The US economy grew at a “modest to moderate” pace in recent weeks, with the housing market and construction improving nationwide, the Federal Reserve said in a report Wednesday.
Most of the Fed’s 12 districts reported a pickup in manufacturing, consumer spending and auto sales, while hiring that “held steady or increased at a measured pace,” the Beige Book report said.
“Residential real estate and construction activity increased at a moderate to strong pace in all reporting districts,” said the report, which is used by Fed policymakers to frame monetary policy decisions.
The report, based on anecdotal information gathered in the central bank’s 12 districts, is published eight times a year roughly two weeks ahead of Federal Open Market Committee meetings.
Since the publication of the last Beige Book, on June 5, banking conditions generally improved, it said.

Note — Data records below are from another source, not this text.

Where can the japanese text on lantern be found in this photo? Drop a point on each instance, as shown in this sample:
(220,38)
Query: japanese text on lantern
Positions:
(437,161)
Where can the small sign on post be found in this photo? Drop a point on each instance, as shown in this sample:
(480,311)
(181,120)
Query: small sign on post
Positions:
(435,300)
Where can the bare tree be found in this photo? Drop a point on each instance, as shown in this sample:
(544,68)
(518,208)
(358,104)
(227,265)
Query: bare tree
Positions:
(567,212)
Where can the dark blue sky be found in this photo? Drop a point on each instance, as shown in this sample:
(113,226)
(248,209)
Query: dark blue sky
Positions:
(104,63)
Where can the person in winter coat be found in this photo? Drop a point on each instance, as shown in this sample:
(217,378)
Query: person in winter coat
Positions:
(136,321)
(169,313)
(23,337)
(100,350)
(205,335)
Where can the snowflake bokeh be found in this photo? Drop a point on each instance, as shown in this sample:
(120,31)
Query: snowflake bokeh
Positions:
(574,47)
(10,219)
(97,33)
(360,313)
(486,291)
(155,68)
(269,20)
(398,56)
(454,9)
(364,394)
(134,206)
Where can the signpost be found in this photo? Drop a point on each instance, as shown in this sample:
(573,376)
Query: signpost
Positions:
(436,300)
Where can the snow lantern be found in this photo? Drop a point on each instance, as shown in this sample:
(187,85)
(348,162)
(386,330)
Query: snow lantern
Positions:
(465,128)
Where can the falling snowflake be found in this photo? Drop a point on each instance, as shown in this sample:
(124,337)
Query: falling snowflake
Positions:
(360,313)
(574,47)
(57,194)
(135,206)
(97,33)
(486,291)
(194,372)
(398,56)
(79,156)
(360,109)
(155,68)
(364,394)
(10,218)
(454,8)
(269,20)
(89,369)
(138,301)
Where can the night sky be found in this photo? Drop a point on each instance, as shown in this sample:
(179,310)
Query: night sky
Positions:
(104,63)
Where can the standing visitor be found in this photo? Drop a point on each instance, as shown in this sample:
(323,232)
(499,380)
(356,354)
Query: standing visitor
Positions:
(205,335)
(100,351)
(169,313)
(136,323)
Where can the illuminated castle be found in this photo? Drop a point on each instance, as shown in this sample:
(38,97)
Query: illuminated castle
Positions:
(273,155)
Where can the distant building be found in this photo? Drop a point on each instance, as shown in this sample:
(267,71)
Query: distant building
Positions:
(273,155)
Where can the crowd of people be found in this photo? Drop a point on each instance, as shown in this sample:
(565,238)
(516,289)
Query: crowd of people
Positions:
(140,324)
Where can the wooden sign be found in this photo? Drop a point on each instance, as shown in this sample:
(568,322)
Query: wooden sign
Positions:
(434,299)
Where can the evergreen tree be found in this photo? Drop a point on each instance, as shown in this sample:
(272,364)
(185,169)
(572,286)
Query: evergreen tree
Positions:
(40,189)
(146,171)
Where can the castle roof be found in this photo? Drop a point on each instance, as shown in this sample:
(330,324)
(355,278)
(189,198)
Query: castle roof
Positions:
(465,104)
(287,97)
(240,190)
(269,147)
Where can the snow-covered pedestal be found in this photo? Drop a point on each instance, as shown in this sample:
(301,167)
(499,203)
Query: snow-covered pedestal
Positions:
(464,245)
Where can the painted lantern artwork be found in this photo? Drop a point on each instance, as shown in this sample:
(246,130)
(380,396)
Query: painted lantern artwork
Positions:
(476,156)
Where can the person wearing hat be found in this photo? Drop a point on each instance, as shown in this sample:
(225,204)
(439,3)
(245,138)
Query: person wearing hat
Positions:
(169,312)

Some contacts noted a “reluctance to hire permanent or full-time workers,” the report said.
The Fed has made the reduction of high unemployment, which stood at 7.6 percent last month, a top priority in its stimulus program to spur growth.
US Federal Reserve Chairman Ben Bernanke reiterated Wednesday that the Fed stimulus could be wound down next year if economic growth remains steady as forecast.
With unemployment still high and falling slowly and inflation very low, he said, “a highly accommodative monetary policy will remain appropriate for the foreseeable future.”